Computer science professors in classroom.
Adelphi Assistant Professor Suraj Uttamchandani, PhD; Associate Professor Matthew Curinga, EdD; and Associate Professor John Drew in the classroom.

Adelphi University School of Education Assistant Professor Suraj Uttamchandani, PhD, and Associate Professor Matthew Curinga, EdD, and John Drew, associate professor of communications, have received funding from the Mozilla Foundation to redesign two courses in responsible computing.

Three Adelphi University professors have earned a grant from the Mozilla Foundation and its partners to redesign two interdisciplinary undergraduate courses that will prepare students to practice responsible computing by addressing the role of computer science in contributing to or combating inequality. Adelphi is one of only 15 institutions in the United States chosen by the Responsible Computing Challenge (RCC) program to create curricula that reimagine computing education. The RCC program is a partnership of Mozilla, the Omidyar Network, Schmidt Futures, Craig Newmark Philanthropies and the Mellon Foundation.

The $150,000 grant awarded to Adelphi’s Suraj Uttamchandani, PhD, assistant professor of learning sciences; Matthew Curinga, EdD, associate professor of education; and John Drew, associate professor of communications, funds their project, “Spatial Justice as a Bridge to Responsible Computing,” which focuses on the role of maps as digital artifacts to support spatial justice.

During the Spring 2024 semester, they redesigned Associate Professor Drew’s New Media course to help students learn user experience design through the creation of data-laden digital maps about social issues. Students investigated case studies with strong spatial justice elements, such as housing inequality, gerrymandering and school segregation on Long Island. Inspired by these cases, they formed teams to design and code their digital maps, which shed light on issues of spatial justice, while learning key computer science concepts. In the Fall 2024 semester, Dr. Uttamchandani and Dr.
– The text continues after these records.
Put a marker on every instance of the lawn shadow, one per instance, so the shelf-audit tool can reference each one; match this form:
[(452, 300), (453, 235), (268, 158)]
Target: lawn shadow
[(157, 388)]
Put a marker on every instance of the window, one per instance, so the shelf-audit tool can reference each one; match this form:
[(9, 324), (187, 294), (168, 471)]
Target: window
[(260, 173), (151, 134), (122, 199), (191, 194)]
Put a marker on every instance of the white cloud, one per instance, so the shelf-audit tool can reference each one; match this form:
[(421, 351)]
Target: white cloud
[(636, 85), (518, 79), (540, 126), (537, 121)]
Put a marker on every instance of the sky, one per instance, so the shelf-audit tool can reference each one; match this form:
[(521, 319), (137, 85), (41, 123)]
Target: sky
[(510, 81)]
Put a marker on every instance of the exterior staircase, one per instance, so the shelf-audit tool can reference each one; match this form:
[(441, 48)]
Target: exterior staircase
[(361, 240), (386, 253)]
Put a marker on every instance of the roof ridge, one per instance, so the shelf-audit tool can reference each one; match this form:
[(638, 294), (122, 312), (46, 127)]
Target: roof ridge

Curinga will co-lead a first-year seminar on these topics.

“These courses will use responsible computing as a framework to design new learning experiences around data, maps and spatial justice, and thus engage students in perspectives from geography, design, computer science, the learning sciences and educational equity,” said Dr. Uttamchandani. “One of our goals is to help a wide variety of students, including those outside of STEM majors, understand how computer science can help them tell stories about and challenge inequality. This project aims to broaden equitable participation in technology fields through innovative, research-informed, multidisciplinary and equity-forward course designs for computing education.”

Mozilla welcomed the professors to their new U.S. cohort at a dedicated RCC summit in October 2023, hosted by Harvard University’s Embedded EthiCS team in Cambridge, Massachusetts.

“AI and other computing technologies have an outsized impact on our lives, powering everything from banking to public services to law enforcement. As a result, we desperately need trustworthy AI systems —and responsible technologists who build them,” said Ziyaad Bhorat, PhD, fellow of the RCC, in an announcement of the cohort.